研究課題/領域番号 |
21K02140
|
研究機関 | 大同大学 |
研究代表者 |
渡邊 慎一 大同大学, 工学部, 教授 (00340175)
|
研究期間 (年度) |
2021-04-01 – 2024-03-31
|
キーワード | 日傘 / 雨傘 / 生地色 / WBGT / UTCI |
研究実績の概要 |
令和4年度は、雨傘および日傘下で実測した熱環境要素に基づき、暑さ指数WBGTおよび体感温度UTCIを算出し、それぞれの暑熱緩和効果を定量的に明らかにした。日傘(白・黒)および雨傘(白・黒)の下、および日向において、気温・相対湿度・風速・上向き下向き長短波放射量、WBGTを測定した。実験に用いた日傘および雨傘の親骨の長さは全て50cmとした。傘生地は日傘および雨傘ともにポリエステルであり、織り密度も同一である。全ての傘の表面には撥水加工が施されている。また、日傘の裏面にはポリウレタンコーティング、および雨傘の裏面にはアクリルコーティングが施されている。これらの傘の制作は傘メーカーに依頼し、市販されている一般的な日傘および雨傘と同等の仕様とした。また、全ての測定項目の測定高さは、測定対象の各傘の下端と同じ高さである地上1.5mとした。 実測した上向き下向き長短波放射量から算出した平均放射温度MRTおよび熱環境要素(気温・相対湿度・風速)を用いて体感温度UTCIを算出した。

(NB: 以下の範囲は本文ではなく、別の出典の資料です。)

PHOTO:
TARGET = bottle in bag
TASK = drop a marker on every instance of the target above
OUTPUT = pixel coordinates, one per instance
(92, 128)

また、暑さ指数WBGTは、WBGT計を用いて測定した。 その結果、UTCI低減効果が最も大きいのは日傘(白)で-3.7℃であり、次いで、日傘(黒)が-2.2℃、雨傘(黒)が-2.1℃であった。雨傘(白)は0℃であり、UTCI低減効果は認められなかった。また、WBGT低減効果が最も大きいのは日傘(白)で-1.3℃であり、次いで、雨傘(黒)が-1.2℃、日傘(黒)が-1.0℃であった。雨傘(白)は+0.2℃であり、日向よりもWBGTが高くなり低減効果は認められなかった。日傘(白)の暑熱緩和効果が最も大きいことは先行研究を支持するものである。一方、雨傘(白)の暑熱緩和効果が認められないことは本研究で初めて明らかになった重要な知見である。
|
現在までの達成度 (区分) |
現在までの達成度 (区分)
2: おおむね順調に進展している
理由
研究実施計画において、令和4年度は雨傘および日傘の暑熱緩和効果を定量的に明らかにすることを掲げた。計画通り、日傘(白・黒)および雨傘(白・黒)の4種の傘下において実測した熱環境要素に基づいて体感温度UTCIおよび暑さ指数WBGTを算出した。そして、日向において算出したUTCIおよびWBGTを基準として、各傘の暑熱緩和効果を定量的に明らかにした。その結果、日傘(白)の暑熱緩和効果が最も大きく、日傘(黒)および雨傘(黒)は同程度の暑熱緩和効果があり、雨傘(白)の効果は認められないことが明らかになった。このように、現在まで研究は概ね順調に進展している。
|
今後の研究の推進方策 |
当初の計画では、令和5年度に子供使用時を想定した日傘および雨傘を用いた測定を実施する予定であった。しかし、今年度の研究により、黒の雨傘の暑熱緩和効果は黒の日傘と同程度であり、また白の雨傘は暑熱緩和効果が認められないことが明らかになった。そこで、子供使用時の実測は日傘のみを対象として実施することが妥当であると判断し、計画を前倒しして、試行的に子供および大人の日傘使用を想定した熱環境の測定を実施した。 子供の日傘使用では傘下端が地上1.2mになるように日傘を取り付け、測定高さは地上0.1m、0.6m、1.1mとした。大人の日傘使用では傘下端を地上1.7mになるように日傘を取り付け、測定高さは地上0.1m、0.6m、1.1m、1.6mとした。比較のため、日向においても同様の測定を実施した。 ここで課題となったのは、各測定点における風速の測定である。今回の測定で採用した風速計は同時に多点で測定できる特徴を有しているが、各測定点に設置する風速センサを全て直列に接続し、1台のPCでデータを収集する必要があった。さらに、通信品質を担保するためセンサ間のケーブル長さは最大で2mであり、日傘と日傘の間の距離を十分に取ることが困難であった。この課題を解決するためには、風速を含む熱環境要素の各センサで測定したデータをワイヤレスで収集し、センサ間のケーブルに制約されない測定システムを開発する必要がある。そこで、センシングおよび通信技術の専門家の協力を仰ぐこととした。